Oxidation‐reduction chemistry of chromium: Relevance to the regulation and remediation of chromate‐contaminated soils

Abstract

Developing health‐protective clean‐up standards and remediation strategies for chromium‐contaminated soils based on the hexavalent forms of this heavy metal is a complex and controversial issue, because certain forms of Cr(III) can oxidize to Cr(VI) and Cr(VI) can be reduced to Cr(III) under diverse soil conditions. The extent of oxidation of Cr(III) in soils amended with wastes is based on four interacting parameters: (1) solubility and form of Cr(III) related to oxidation (waste oxidation potential, or WOP), (2) reactive soil Mn(III,IV) (hydr)oxide levels (soil oxidation potential for Cr(III), or SOP), (3) soil potential for Cr(VI) reduction (soil reduction potential, or SRP), and (4) soil‐waste pH as a modifier of the first three parameters (pH modification value, or PMV). Each of these four parameters can be quantified with laboratory tests and ranked numerically; the sum of which is the Potential Chromium Oxidation Score (PCOS) for assessing the relative hazard of a waste‐soil combination. The PCOS value is proposed as the basis for setting acceptable maximum limits for Cr(III)‐containing wastes in particular soil environments to maintain Cr(VI) levels at or below health‐based limits.
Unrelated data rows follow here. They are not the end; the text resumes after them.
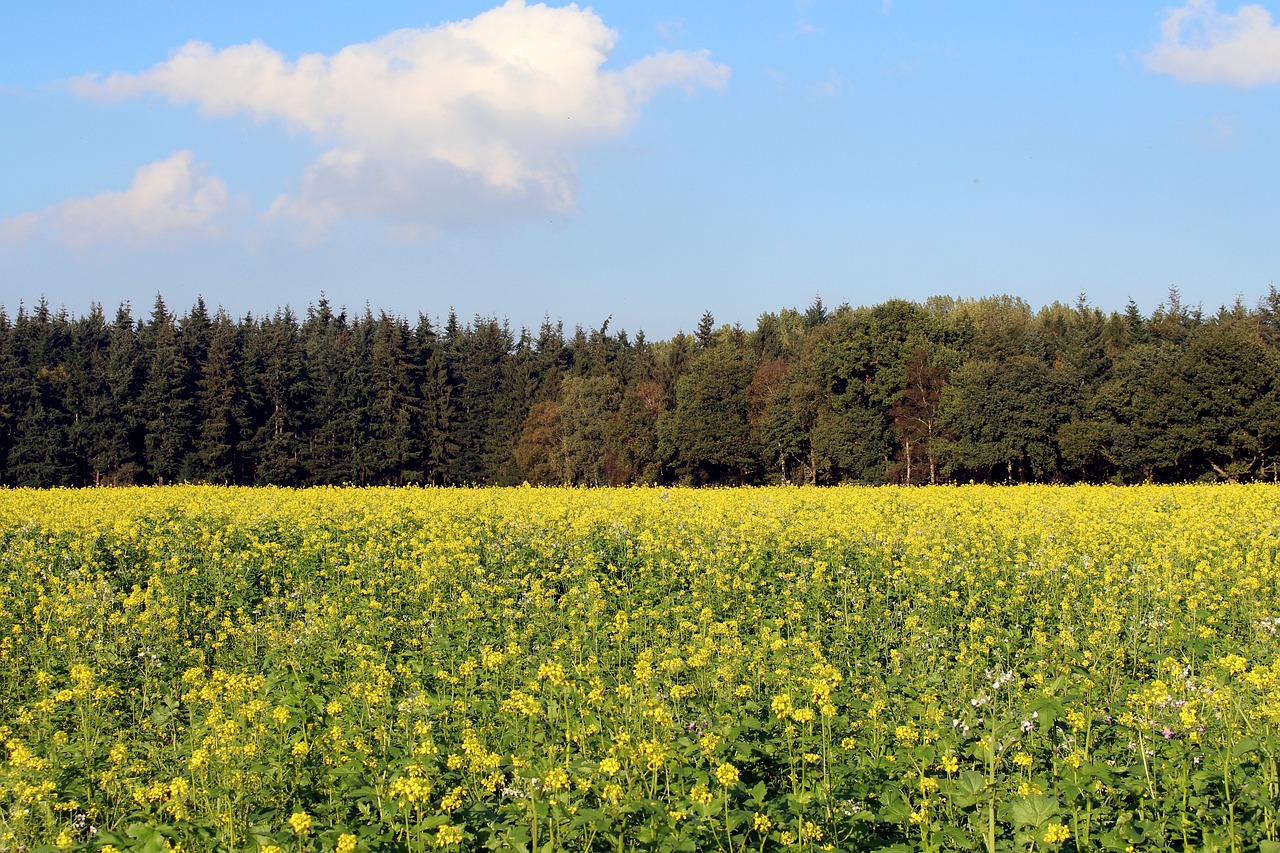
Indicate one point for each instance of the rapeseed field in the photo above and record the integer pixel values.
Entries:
(945, 669)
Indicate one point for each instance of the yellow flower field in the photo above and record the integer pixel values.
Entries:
(968, 669)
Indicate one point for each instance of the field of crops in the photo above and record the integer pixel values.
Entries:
(528, 669)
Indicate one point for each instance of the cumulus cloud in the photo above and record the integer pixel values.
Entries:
(462, 122)
(168, 199)
(1203, 45)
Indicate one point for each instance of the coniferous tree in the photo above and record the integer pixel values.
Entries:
(220, 406)
(165, 404)
(40, 455)
(277, 397)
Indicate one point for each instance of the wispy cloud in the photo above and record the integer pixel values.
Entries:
(1203, 45)
(469, 121)
(168, 199)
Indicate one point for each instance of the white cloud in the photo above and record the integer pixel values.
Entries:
(462, 122)
(1203, 45)
(168, 199)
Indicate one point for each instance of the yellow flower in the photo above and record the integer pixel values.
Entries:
(726, 774)
(1056, 834)
(557, 779)
(301, 822)
(447, 835)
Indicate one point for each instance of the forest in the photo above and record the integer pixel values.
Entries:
(947, 391)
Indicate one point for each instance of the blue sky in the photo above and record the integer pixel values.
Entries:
(640, 160)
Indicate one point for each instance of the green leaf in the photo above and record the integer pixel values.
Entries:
(967, 789)
(1034, 810)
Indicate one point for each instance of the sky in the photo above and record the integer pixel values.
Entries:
(638, 162)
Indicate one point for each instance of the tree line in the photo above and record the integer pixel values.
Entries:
(982, 389)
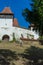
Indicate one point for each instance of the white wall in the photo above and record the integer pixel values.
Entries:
(18, 31)
(6, 22)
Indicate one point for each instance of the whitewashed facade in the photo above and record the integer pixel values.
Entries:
(7, 30)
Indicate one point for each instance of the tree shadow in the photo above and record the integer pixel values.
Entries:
(34, 56)
(7, 56)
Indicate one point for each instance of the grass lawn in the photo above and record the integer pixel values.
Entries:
(19, 49)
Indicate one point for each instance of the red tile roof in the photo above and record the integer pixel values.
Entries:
(8, 10)
(15, 23)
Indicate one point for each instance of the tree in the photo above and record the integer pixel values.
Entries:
(34, 55)
(36, 15)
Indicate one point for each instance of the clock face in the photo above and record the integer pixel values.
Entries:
(6, 20)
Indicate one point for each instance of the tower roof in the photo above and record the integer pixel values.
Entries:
(15, 22)
(7, 10)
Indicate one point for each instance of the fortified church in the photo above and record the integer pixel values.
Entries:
(10, 29)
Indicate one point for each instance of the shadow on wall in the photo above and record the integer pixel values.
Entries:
(7, 56)
(34, 56)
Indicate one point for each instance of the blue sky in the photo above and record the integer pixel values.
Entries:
(17, 6)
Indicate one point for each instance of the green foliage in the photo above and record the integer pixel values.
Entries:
(36, 15)
(33, 54)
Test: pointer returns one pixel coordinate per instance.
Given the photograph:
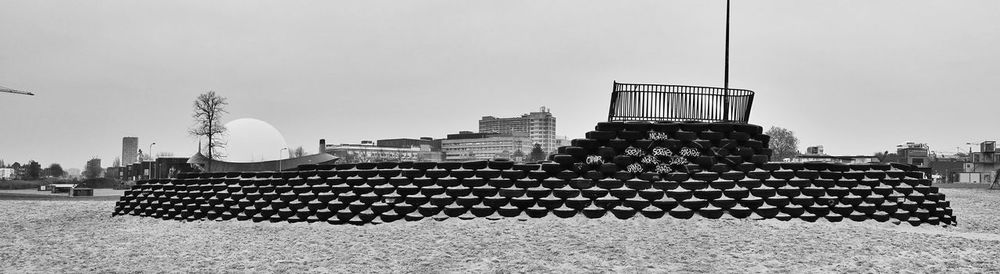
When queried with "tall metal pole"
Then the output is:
(151, 164)
(726, 81)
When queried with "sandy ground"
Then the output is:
(80, 236)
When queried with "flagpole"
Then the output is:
(726, 81)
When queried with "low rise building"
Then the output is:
(467, 145)
(6, 173)
(370, 152)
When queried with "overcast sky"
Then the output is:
(854, 76)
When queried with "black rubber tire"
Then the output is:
(593, 212)
(739, 212)
(681, 213)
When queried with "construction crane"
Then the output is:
(14, 91)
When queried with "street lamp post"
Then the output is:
(726, 80)
(279, 157)
(152, 165)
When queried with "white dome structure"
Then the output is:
(252, 140)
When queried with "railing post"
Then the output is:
(614, 100)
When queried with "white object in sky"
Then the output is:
(252, 140)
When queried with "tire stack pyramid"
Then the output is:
(653, 169)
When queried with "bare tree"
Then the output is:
(93, 169)
(783, 143)
(55, 170)
(208, 111)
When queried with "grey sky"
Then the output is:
(854, 76)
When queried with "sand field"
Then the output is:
(80, 236)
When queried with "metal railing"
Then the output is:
(654, 102)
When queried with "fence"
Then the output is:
(653, 102)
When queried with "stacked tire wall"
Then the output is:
(623, 169)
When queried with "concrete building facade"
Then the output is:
(467, 145)
(130, 150)
(370, 152)
(540, 127)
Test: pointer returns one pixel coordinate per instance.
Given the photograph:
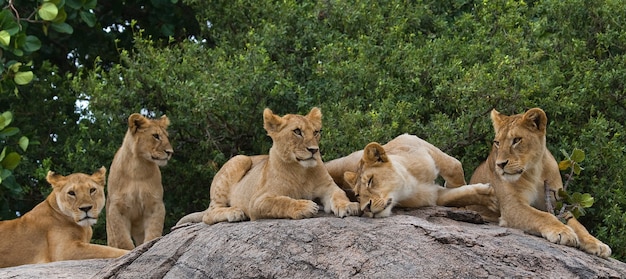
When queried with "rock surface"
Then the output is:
(424, 243)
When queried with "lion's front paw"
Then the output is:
(347, 209)
(561, 235)
(304, 209)
(596, 247)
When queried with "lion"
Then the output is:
(281, 185)
(135, 209)
(517, 168)
(402, 173)
(59, 228)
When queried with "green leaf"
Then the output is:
(5, 119)
(9, 132)
(577, 169)
(61, 17)
(23, 78)
(578, 155)
(88, 18)
(586, 200)
(62, 28)
(5, 37)
(48, 11)
(11, 161)
(90, 4)
(74, 4)
(23, 143)
(565, 164)
(31, 44)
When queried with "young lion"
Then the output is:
(517, 167)
(135, 209)
(281, 184)
(403, 173)
(58, 228)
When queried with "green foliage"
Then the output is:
(430, 68)
(576, 202)
(9, 160)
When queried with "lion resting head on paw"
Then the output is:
(58, 228)
(402, 173)
(518, 167)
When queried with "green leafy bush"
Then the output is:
(430, 68)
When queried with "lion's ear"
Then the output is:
(55, 179)
(99, 176)
(350, 178)
(536, 118)
(272, 122)
(496, 119)
(136, 121)
(374, 153)
(315, 116)
(164, 121)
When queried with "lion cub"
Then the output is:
(402, 173)
(135, 209)
(517, 167)
(281, 184)
(58, 228)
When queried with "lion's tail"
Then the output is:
(195, 217)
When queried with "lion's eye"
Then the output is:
(496, 143)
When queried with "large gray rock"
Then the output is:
(424, 243)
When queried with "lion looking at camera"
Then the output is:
(282, 184)
(59, 228)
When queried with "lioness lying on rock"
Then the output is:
(402, 173)
(518, 167)
(58, 228)
(282, 184)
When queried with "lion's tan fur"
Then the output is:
(135, 209)
(517, 168)
(58, 228)
(402, 173)
(282, 184)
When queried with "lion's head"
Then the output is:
(375, 181)
(150, 138)
(519, 142)
(79, 196)
(295, 137)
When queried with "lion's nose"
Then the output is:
(502, 164)
(368, 207)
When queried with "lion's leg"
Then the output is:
(517, 214)
(228, 176)
(473, 194)
(588, 242)
(337, 201)
(78, 250)
(153, 224)
(118, 229)
(449, 167)
(276, 207)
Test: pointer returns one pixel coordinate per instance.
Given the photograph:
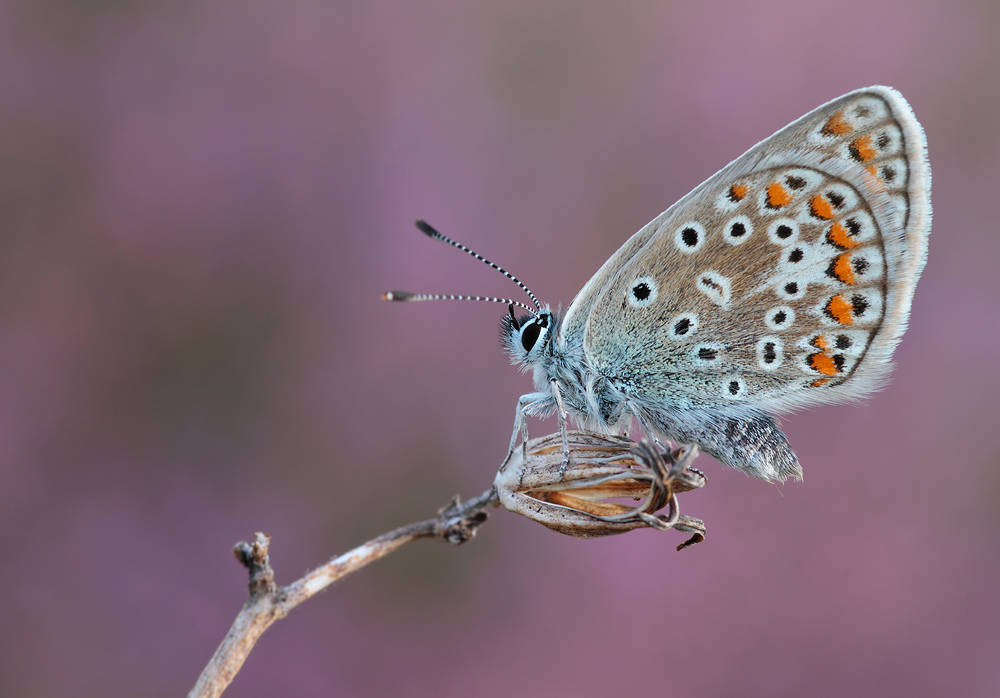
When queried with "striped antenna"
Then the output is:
(407, 296)
(432, 233)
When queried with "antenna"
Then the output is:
(407, 296)
(432, 233)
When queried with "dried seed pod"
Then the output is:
(591, 495)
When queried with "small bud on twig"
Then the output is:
(584, 498)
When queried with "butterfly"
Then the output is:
(785, 280)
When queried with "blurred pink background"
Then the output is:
(200, 205)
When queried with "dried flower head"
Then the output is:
(591, 495)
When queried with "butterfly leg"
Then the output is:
(562, 426)
(532, 403)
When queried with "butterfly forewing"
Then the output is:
(782, 278)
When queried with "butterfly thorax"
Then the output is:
(535, 343)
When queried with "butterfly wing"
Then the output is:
(784, 280)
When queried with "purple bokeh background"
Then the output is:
(200, 205)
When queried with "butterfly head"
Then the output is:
(527, 338)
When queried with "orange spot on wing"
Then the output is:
(839, 236)
(842, 269)
(821, 207)
(836, 126)
(824, 364)
(861, 149)
(841, 310)
(777, 195)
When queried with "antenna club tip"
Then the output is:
(425, 228)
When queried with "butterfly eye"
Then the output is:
(529, 334)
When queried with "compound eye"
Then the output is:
(529, 334)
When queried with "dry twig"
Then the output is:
(581, 498)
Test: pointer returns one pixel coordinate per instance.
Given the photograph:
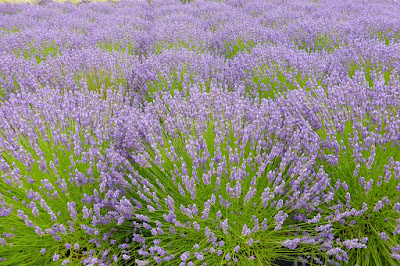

Adjusting and controlling the PCOS parameters will allow practitioners to design remediation strategies and regulators to establish Cr clean‐up standards under soil conditions that minimize Cr(III) oxidation and maximize Cr(VI) reduction. Effective remediation of Cr(VI)‐Contaminated soils by reduction depends on three principles: (1) reduction of Cr(VI) to forms of Cr(III) that are inert toward re‐ oxidation, (2) the absence of undesirable reaction products (e.g., the oxidized forms of certain reducing agents), and (3) establishment or maintenance of soil pH and Eh conditions that favor reduction of Cr(VI) and disfavor the oxidation of Cr(III). This article focuses on the importance of understanding the waste forms of Cr and the redox‐related properties of Cr‐contaminated soils in the design of remedial goals to protect human health and ecological function.